Mark Collins knows better than most how wide the gap between Cork’s potential as a team and actual performances has been this last few years.
The Castlehaven man was an integral part of the county U21 team that clinched a fourth Munster title in six years at the grade in 2011, scoring seven points as they accounted for Kerry by a record 22 in the provincial final.
How different the landscape looked back then. The seniors had finally breached the finishing line by claiming Sam Maguire a year earlier and here Cork were with a batch of promising and successful youngsters ready to pick up the torch.
Two subsequent league titles and a Munster success in 2012 made for a decent transition as the two generations traded places, but the county’s ability to challenge for the highest national honours has diluted rather than strengthened as time wore on.
Collins can’t put a finger on why.
“Probably not. A lot of the Cork players on that (U21) team have come through to the senior panel and we probably haven’t kicked on like we should have,” said the man who lined out at centre-forward that evening when 6,000 fans filed into Páirc Uí Rinn.
“We are at an age now, that U21 team now are 26, and there are a few of us still around so it is time we started performing. We have been around long enough that we can consider ourselves senior members of the team.”
That underage final five years ago was replete with star power. Cork brought talent including Ciarán Sheehan and Aidan Walsh to the table, Kerry had men like James O’Donoghue and Paul Geaney, but the complete list of notables is far, far longer.
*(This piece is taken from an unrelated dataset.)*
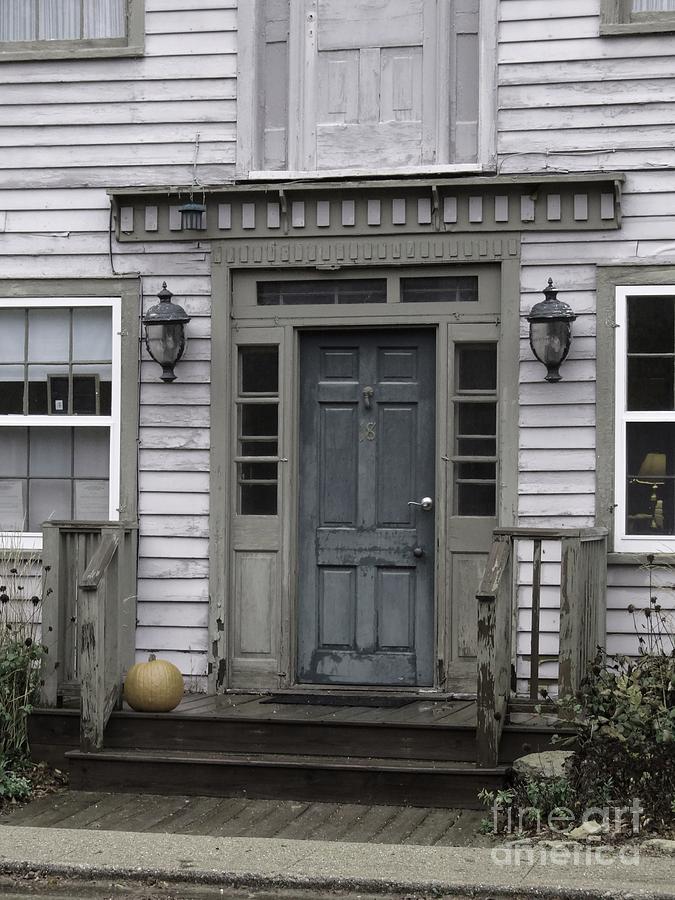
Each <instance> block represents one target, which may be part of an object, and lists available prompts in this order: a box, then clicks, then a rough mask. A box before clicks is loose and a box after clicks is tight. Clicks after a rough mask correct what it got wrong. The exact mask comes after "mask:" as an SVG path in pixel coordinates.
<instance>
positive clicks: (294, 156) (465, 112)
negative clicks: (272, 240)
mask: <svg viewBox="0 0 675 900" xmlns="http://www.w3.org/2000/svg"><path fill="white" fill-rule="evenodd" d="M238 15H239V42H240V53H239V66H240V73H241V76H244V75H245V77H240V80H239V83H240V84H241V90H242V92H243V93H244V94H246V92H250V93H251V97H252V98H253V97H255V98H256V100H258V101H259V102H258V103H253V102H251V103H247V102H246V97H244V98H243V99H244V104H243V107H244V108H246V109H249V110H257V113H256V117H257V119H258V121H256V122H251V123H250V125H249V124H248V123H240V124H241V126H242V127H241V133H240V134H239V135H238V143H239V154H238V155H239V160H238V163H239V169H240V171H242V173H243V174H250V173H251V172H254V171H257V172H274V171H284V172H289V171H292V172H303V171H306V172H317V171H323V172H329V171H337V170H353V169H359V170H378V171H382V170H387V169H396V168H401V167H415V168H424V167H433V166H441V165H444V166H445V167H446V170H447V165H448V164H450V165H453V164H454V165H456V166H457V167H458V168H464V169H466V168H467V167H474V168H478V166H479V164H481V163H483V164H484V163H486V162H489V159H487V158H486V157H490V156H491V155H492V151H491V148H489V147H487V148H486V146H485V144H486V141H485V140H484V139H483V135H481V133H480V130H481V128H483V130H484V131H485V135H486V136H487V135H489V127H487V128H485V127H484V126H485V125H489V118H490V115H489V114H488V112H487V107H488V105H489V104H490V103H491V102H492V101H491V95H492V90H491V88H492V84H491V82H490V77H489V76H488V74H487V73H489V72H490V71H491V68H490V65H489V62H488V60H489V57H490V55H491V54H492V53H493V52H494V45H495V38H494V31H495V28H496V19H497V17H496V4H495V3H494V2H493V0H480V3H479V0H247V2H246V3H245V4H241V3H240V4H239V12H238ZM252 71H254V72H255V77H254V78H251V72H252ZM260 101H261V102H260ZM481 108H482V113H481V112H479V111H480V110H481ZM479 123H480V124H479Z"/></svg>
Kerry’s crew found the step up to senior grade that bit easier and have All-Ireland medals to prove it, Cork’s now find themselves serving with a team bedevilled by inconsistency, rife yet again during the league when they were eviscerated at home by Roscommon and then ultra-competitive away to Dublin.
It was perfectly in keeping with a side that should have beaten Kerry in the provincial final last summer but then imploded against Kildare in Thurles weeks later. Collins admits that such significant mood swings are perplexing.
“They are unexplainable, really. They are massive disappointments and it is how our team has been perceived, that we have these defeats in us, but we have put a lot of good performances together as a panel over the last few years as well. We know there is a bit of potential in us.”
There can be no talk of any turning points with this Cork team, not with form so fluid, but their response to that Roscommon embarrassment, when they went toe-to-toe with Dublin for so long in Croke Park, was suggestive of a team that does have something within it
That only makes their current travails all the more aggravating though there is hope the latest batch of U21s to emerge onto the senior scene via a long campaign at the underage grade, can spur on a side that begins its summer against Tipperary this weekend.
“Exactly,” said Collins, “and we’ve blooded a lot of the younger fellas in the league again this year. It is exciting that these U21s are coming into our panel now and we are looking to see if they can improve us. Hopefully, they will make a big impact this summer.”